Alternatively, the bed assembly itself may turn and deposit the immobilized patient onto a separate mattress. An example of a turnover bed assembly is disclosed in U.S. Pat. No. 3,827,089, issued to Grow. The assembly includes a mattress which is movably supported on a rotationally movable carrier frame. An invalid who is lying on the lower mattress, and who wishes to change position from face down to face up, or vice versa, is strapped by a caregiver to the mattress upon which he presently lies. Then, upon engagement of the controls by the caregiver, the assembly is rotated one quarter revolution. The mattress upon which the patient had been lying is secured for movement towards the opposite mattress, then a succeeding quarter turn positions the patient in the desired new position on the opposing mattress. The mattress upon which the patient had previously been lying is then retracted on its support rails. The dual mattress apparatus is very bulky and quite expensive. Also, it has limited utility, since the patient is either deposited face-up or face-down. To shift a patient to one side or the other still requires manual intervention by the caregivers.

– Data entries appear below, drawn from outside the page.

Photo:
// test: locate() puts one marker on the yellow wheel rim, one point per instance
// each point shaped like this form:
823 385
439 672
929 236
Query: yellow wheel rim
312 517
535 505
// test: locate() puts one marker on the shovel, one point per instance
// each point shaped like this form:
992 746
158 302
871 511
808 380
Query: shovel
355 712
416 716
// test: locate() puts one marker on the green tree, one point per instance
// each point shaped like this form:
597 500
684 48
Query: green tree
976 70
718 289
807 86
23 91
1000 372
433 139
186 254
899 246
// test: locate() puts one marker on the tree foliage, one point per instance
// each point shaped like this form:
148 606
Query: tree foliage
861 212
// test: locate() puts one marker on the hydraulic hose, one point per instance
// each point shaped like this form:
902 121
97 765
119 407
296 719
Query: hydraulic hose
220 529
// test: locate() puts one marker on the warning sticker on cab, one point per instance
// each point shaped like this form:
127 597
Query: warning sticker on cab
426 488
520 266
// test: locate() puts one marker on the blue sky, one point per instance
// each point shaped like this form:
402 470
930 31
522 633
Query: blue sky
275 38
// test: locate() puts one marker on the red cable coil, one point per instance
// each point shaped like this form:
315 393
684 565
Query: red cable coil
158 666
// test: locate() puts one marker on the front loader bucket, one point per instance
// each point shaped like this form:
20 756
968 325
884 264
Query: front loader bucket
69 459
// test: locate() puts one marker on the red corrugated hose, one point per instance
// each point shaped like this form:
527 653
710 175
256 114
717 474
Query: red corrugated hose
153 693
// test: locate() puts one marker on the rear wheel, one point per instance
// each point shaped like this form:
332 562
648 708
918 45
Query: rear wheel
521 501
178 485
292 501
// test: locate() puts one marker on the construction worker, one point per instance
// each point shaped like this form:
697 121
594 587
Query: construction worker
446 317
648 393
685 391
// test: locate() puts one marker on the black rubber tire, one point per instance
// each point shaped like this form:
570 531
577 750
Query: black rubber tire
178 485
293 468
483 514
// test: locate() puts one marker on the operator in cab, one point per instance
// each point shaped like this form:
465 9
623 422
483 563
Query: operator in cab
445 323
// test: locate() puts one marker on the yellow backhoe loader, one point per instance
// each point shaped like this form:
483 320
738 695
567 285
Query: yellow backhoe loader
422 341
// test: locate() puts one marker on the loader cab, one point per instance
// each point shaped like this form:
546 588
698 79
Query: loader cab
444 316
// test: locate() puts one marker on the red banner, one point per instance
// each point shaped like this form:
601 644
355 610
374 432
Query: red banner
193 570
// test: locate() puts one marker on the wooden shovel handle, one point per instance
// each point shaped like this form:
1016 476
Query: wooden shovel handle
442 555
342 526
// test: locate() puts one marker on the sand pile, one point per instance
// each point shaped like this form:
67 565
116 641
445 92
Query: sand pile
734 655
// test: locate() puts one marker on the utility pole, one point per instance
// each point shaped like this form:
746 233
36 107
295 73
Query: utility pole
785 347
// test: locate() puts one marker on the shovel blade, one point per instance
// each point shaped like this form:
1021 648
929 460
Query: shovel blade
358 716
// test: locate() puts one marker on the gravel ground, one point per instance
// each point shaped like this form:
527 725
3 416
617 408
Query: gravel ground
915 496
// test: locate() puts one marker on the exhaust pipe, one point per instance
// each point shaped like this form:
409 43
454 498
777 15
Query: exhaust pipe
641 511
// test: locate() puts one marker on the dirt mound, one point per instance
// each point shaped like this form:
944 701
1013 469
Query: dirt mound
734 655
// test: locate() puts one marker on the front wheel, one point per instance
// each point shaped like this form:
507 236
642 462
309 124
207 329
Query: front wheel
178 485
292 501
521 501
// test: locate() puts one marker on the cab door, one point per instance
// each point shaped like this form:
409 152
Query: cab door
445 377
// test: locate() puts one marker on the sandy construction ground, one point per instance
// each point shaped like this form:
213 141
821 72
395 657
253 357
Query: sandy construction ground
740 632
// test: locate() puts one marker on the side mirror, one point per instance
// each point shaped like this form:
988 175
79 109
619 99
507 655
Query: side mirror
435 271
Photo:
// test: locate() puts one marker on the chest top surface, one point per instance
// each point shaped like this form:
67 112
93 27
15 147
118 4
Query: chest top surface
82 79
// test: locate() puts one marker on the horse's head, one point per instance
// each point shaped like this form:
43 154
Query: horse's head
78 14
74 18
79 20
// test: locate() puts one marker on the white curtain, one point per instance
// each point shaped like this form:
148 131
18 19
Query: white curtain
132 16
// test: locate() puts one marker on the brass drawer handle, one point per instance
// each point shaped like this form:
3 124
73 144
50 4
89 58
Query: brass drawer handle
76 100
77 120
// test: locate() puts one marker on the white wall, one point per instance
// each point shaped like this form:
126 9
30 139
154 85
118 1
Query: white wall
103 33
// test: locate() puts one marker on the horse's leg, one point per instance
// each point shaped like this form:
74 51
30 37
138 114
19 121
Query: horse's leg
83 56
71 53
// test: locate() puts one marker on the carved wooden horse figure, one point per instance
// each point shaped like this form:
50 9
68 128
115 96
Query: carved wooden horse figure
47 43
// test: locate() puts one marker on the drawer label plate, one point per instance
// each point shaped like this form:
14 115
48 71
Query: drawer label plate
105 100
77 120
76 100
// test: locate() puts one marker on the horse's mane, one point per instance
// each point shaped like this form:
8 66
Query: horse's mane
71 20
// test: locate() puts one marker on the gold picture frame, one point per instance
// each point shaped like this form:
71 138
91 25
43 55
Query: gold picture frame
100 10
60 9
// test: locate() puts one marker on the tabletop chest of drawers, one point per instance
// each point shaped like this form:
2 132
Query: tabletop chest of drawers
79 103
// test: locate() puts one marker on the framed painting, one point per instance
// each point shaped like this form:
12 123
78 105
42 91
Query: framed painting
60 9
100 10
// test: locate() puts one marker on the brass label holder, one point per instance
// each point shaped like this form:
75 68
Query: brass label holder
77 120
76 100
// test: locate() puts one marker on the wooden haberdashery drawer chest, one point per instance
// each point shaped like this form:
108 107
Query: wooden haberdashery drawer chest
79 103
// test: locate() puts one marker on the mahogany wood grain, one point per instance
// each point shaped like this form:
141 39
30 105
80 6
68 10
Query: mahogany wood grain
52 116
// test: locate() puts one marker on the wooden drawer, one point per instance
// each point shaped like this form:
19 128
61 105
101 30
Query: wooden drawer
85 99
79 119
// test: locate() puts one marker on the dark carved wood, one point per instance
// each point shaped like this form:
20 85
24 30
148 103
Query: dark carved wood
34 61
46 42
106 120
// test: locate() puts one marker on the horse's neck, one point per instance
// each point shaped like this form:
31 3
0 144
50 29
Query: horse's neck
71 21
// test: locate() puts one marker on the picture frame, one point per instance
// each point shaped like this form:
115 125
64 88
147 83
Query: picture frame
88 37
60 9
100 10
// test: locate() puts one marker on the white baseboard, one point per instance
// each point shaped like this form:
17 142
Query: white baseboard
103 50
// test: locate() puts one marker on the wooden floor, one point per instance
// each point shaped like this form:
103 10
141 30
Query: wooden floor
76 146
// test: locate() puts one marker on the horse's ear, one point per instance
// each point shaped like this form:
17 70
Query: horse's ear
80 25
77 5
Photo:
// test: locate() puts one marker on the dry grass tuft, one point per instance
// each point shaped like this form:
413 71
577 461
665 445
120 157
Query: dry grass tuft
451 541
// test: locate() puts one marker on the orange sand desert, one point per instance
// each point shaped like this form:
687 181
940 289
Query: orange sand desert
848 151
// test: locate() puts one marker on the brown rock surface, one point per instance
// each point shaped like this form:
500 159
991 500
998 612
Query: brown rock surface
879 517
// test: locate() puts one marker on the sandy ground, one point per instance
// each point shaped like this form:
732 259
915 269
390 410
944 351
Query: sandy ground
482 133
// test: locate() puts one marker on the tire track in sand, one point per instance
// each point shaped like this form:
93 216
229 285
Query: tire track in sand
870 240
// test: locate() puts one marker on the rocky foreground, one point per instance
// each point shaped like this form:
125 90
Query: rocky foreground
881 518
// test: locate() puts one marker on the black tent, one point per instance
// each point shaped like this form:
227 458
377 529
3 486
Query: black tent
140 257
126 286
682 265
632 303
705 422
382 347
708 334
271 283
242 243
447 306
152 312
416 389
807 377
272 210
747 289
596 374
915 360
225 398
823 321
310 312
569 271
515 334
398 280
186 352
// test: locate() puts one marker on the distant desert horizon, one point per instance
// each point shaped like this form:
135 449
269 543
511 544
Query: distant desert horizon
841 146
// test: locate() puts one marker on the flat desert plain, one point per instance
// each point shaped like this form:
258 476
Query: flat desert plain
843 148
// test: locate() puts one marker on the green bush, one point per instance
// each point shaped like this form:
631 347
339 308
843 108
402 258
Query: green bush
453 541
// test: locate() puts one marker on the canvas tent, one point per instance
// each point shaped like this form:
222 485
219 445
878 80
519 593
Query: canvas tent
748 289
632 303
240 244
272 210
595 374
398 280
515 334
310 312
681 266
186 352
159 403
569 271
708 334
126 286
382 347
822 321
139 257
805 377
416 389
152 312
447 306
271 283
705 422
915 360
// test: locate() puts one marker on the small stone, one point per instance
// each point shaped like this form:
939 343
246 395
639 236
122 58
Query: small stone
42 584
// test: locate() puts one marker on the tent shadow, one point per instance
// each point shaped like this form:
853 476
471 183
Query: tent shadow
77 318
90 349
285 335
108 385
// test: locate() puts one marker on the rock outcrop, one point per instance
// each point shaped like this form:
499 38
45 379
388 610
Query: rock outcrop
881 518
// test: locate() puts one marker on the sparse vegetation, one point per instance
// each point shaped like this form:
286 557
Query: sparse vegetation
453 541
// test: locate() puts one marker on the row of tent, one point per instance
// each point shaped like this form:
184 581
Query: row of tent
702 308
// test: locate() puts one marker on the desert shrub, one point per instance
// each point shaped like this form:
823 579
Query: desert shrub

Yet another variant of an apparatus for positioning bed-fast patients is provided in U.S. Pat. No. 4,872,226, issued to Lonardo. This apparatus includes a rectangular bed pad which dwells on the bed surface and extends at least from above the shoulders of the patient to a point at least below the hip areas. It is fitted with a pair of straps which are secured to the pad and extend transversely across the pad in substantial alignment with the shoulders and hip areas of the patient. Various straps are attached to the pad to effect movement of the patient into a preselected position by pulling at the straps. This device is not mechanized and relies upon the caregiver to pull on handgripping loops which are positioned at various points in the straps. These loops may be latched onto specially designed receptacles on the rails of the bed to maintain the patient in a desired tilted position. Thus, the patient is once again positioned by manual effort from caregivers, which is strenuous and time consuming and may lead to back injury and insurance or worker's compensation claims. Consequently, it frequently occurs that patients are not turned as often as they should be, which results in serious health problems, such as bed sores.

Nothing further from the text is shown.